The intellectual property scheme attempts to strike a balance between the right of innovators to protect and exploit their creation and the right to adequate and affordable healthcare.
Striking the right balance is critical to achieving the 90-90-90 goals. Strict and inflexible patent protection threatens the development of international trade in generic medicines. International agreements have attempted to help regulate strict patent policy. Agreements such as the TRIPS Agreement 1994, Doha Declaration 2001, and the WTO General Council Decision 2003 attempted to clarify the position and foster access to essential medicines. The TRIPS agreement (and later affirmed in the Doha Declaration) allowed for countries to have flexibilities in patent protection including mechanisms such as policy options and safeguards to provide access to essential medicines in developing or least developed countries. In practice, countries could still protect patents but also provide opportunity for low and middle income countries to expand access to low cost essential pharmaceuticals. However, in practice these flexibilities (or rights balancing) are not taken up for a variety of reasons and pressures.
Will Australia lead the way?
As one can imagine, intellectual property is a technical area of law with a whole range of competing rights and issues. It is complex, technical and seems foreign. In a developed country with (for the most part) an accessible public health system, lack of access to ARV’s or the inability for our country to acquire them seems like a problem oceans away. In reality; it isn’t oceans away-one can just look to our Medicare ineligible population who do not have access to subsidised ARVs.

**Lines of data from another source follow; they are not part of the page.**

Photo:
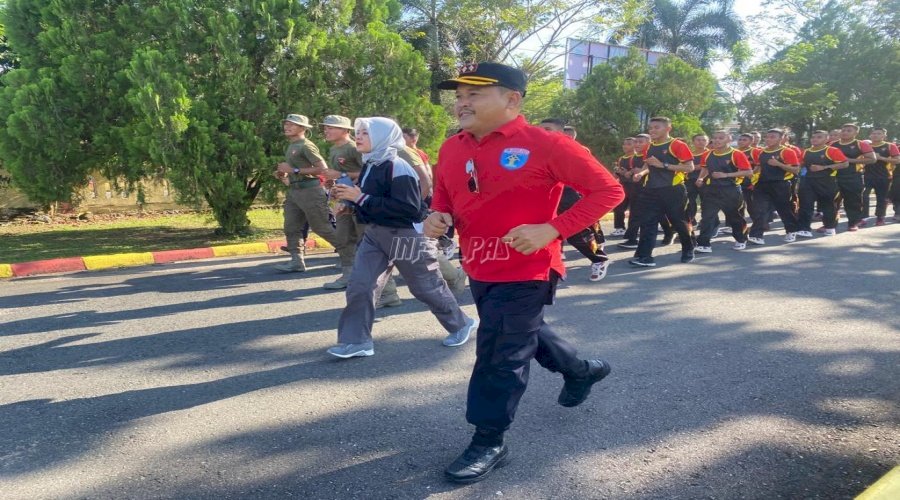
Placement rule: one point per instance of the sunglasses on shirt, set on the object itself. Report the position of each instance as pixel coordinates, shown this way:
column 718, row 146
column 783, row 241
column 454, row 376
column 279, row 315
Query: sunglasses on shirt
column 473, row 176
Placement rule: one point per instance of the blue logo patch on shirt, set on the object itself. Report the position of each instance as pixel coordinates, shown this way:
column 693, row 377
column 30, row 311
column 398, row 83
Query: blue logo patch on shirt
column 514, row 158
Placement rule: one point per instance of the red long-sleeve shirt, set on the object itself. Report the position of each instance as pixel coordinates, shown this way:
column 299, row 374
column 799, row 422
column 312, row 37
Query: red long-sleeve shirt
column 520, row 171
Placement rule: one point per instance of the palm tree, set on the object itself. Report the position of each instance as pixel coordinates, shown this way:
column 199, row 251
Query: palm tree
column 690, row 29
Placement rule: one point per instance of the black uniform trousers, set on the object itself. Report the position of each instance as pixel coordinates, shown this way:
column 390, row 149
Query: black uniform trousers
column 668, row 202
column 850, row 188
column 880, row 185
column 821, row 190
column 634, row 218
column 690, row 211
column 619, row 211
column 512, row 332
column 894, row 194
column 730, row 201
column 766, row 196
column 589, row 242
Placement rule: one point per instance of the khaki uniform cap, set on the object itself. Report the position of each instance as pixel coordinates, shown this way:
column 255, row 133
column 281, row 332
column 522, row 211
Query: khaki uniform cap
column 337, row 121
column 298, row 120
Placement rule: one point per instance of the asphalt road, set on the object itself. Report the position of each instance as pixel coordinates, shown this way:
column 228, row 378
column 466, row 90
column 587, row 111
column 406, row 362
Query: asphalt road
column 771, row 373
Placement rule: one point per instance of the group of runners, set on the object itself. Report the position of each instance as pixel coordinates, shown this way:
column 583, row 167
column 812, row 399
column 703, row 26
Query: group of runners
column 513, row 192
column 667, row 182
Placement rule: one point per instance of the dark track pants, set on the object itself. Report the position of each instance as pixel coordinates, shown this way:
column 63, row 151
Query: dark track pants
column 589, row 242
column 894, row 194
column 380, row 250
column 729, row 201
column 693, row 192
column 769, row 195
column 666, row 202
column 619, row 211
column 511, row 333
column 850, row 188
column 821, row 190
column 880, row 185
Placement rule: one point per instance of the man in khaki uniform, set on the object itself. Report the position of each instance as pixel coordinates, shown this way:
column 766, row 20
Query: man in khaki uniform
column 344, row 165
column 305, row 200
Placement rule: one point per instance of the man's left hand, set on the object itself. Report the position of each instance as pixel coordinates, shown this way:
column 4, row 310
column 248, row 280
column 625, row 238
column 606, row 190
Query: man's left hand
column 529, row 238
column 342, row 192
column 653, row 162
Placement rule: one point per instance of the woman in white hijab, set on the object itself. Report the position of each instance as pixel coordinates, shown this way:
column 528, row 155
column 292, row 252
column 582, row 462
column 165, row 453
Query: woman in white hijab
column 389, row 201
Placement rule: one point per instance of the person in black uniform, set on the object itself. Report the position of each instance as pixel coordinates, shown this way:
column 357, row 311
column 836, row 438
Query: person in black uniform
column 722, row 170
column 850, row 180
column 641, row 143
column 623, row 170
column 698, row 147
column 667, row 162
column 818, row 168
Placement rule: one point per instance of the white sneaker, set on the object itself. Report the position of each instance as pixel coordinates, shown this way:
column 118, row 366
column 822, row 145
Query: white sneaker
column 451, row 250
column 598, row 270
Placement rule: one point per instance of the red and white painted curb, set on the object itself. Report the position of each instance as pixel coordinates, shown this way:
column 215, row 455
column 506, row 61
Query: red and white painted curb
column 96, row 262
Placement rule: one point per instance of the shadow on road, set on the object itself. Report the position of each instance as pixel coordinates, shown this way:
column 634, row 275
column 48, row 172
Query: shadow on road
column 702, row 375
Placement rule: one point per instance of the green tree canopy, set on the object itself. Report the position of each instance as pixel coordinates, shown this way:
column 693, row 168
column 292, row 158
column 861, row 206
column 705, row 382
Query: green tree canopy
column 690, row 29
column 617, row 99
column 194, row 90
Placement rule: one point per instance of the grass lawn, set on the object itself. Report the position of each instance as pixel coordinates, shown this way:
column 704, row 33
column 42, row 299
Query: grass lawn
column 28, row 242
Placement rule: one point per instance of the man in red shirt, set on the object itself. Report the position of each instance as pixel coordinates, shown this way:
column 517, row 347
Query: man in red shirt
column 878, row 174
column 667, row 162
column 499, row 181
column 589, row 242
column 850, row 179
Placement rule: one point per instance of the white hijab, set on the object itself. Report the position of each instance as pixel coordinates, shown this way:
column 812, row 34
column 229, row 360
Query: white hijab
column 386, row 138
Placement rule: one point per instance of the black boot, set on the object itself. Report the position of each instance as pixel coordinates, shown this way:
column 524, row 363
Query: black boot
column 485, row 453
column 576, row 390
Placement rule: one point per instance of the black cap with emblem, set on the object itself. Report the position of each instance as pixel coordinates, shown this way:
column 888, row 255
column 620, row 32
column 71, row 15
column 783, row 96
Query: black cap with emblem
column 488, row 74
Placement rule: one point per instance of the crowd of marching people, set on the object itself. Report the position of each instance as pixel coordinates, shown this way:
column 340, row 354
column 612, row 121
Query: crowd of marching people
column 513, row 193
column 667, row 182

Within the mess of intellectual property Australia does seem willing to at the very least, to make sure we are compliant with our international declarations (Doha, TRIPS, WTO).
In the AIDS2014 Legacy Statement all Australian Health Ministers committed to continue to demonstrate global leadership in the response of HIV. Whether a coincidence or not, the government has introduced the Intellectual Property Laws Amendment Bill which aims to make it easier for Australian businesses to provide assistance to countries that are unable to obtain essential medicines from other countries. If this bill passes, it will send a clear message. In saying this, two questions arise:
And what about those who are not Medicare eligible?
Will other countries that have a stronger pharmaceutical manufacturing base follow suit and amend their intellectual property laws, too?
Unless these two questions are examined and appropriate actions undertaken, the only role intellectual property will have in the 90-90-90 goal is ensuring these ambitious targets are not met.